Il 6 febbraio è la Giornata internazionale contro le mutilazioni genitali femminili

Assicurare un aiuto facilmente accessibile

Il 6 febbraio si celebra la Giornata internazionale contro le mutilazioni genitali femminili (Female Genital Mutilation/Cutting FGM/C). Le mutilazioni genitali femminili sono una realtà anche in Svizzera. Secondo stime recenti, le ragazze e le donne a rischio o vittime di questa pratica sono all’incirca 22 000. Tutte hanno il diritto a un’assistenza e a una consulenza adeguate. La Rete svizzera contro le mutilazioni genitali femminili sostiene l’istituzione di centri di consulenza regionali nei Cantoni.

 

La signora A., domiciliata in una grande città, partecipa a un evento di prevenzione incentrato sulla salute della donna. In questa occasione viene a sapere che nella sua regione esiste un consultorio che offre aiuto alle vittime di mutilazioni genitali femminili (FGM/C). Per la signora A., che soffre di gravi disturbi di salute provocati dalla mutilazione genitale, è un sollievo: finalmente ha la possibilità di incontrare una consulente competente che ascolti i suoi problemi e la indirizzi a un medico donna specializzata in materia di FGM/C. 

Creare e garantire offerte regionali

La signora A. è stata fortunata, poiché non esistono centri di consulenza, prevenzione e salute per ragazze e donne vittime delle FGM/C in tutta la Svizzera. Questo è un problema, in quanto molte donne come la signora A. non parlano di questo argomento tabù di spontanea volontà. Hanno bisogno di persone specializzate che siano sensibilizzate al riguardo. Allo stesso tempo, però, il tema delle FGM/C è poco trattato durante la formazione delle/degli operatrici/tori sociali, del personale di assistenza e delle/dei professioniste/i della salute. E infine, molte comunità di migranti non hanno sufficiente accesso alle offerte di aiuto e alle informazioni sulla situazione giuridica in Svizzera. 

La Rete svizzera contro le mutilazioni genitali femminili vuole ovviare a questa lacuna con l’apertura di centri di consulenza regionali sull’intero territorio nazionale, attraverso l’organizzazione di corsi di formazione continua per professioniste/i della salute negli ospedali e tramite la prevenzione nelle comunità interessate dalle FGM/C, spesso isolate, in collaborazione con le/i moltiplicatrici/tori.   

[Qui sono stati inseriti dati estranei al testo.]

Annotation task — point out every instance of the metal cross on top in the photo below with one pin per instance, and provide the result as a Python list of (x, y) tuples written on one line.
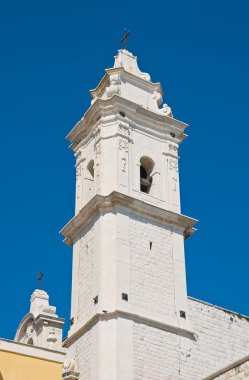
[(40, 280), (124, 38)]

L’impegno profuso dalla Rete ha già dato i suoi frutti: sono stati aperti centri di consulenza specializzati in consulenza, salute e prevenzione in Romandia, nell’Altopiano e nella Svizzera orientale. Molte volte mancano tuttavia le risorse finanziarie per garantire le offerte sul lungo periodo. Il Consiglio federale ha pertanto invitato i Cantoni a potenziare il loro impegno contro le FGM/C e ad assicurare in modo sostenibile le attività esistenti con un rapporto sul postulato «Misure contro le mutilazioni genitali femminili» pubblicato nel 2020. 

Approcci multidisciplinari per contrastare una problematica complessa

La Rete svizzera contro le mutilazioni genitali femminili è convinta che occorre un mix globale di misure di prevenzione, formazione continua e consulenza per affrontare la complessa problematica delle mutilazioni genitali femminili. Solo così la signora A. e le altre ragazze e donne in Svizzera vittime di questa pratica potranno ricevere assistenza e consulenza adeguate. 

Queste attività godono del sostegno di Caritas Svizzera, SALUTE SESSUALE SVIZZERA e del Centro svizzero di competenza per i diritti umani. La Rete è finanziata principalmente dall’Ufficio federale della sanità pubblica (UFSP) e dalla Segreteria di Stato della migrazione (SEM).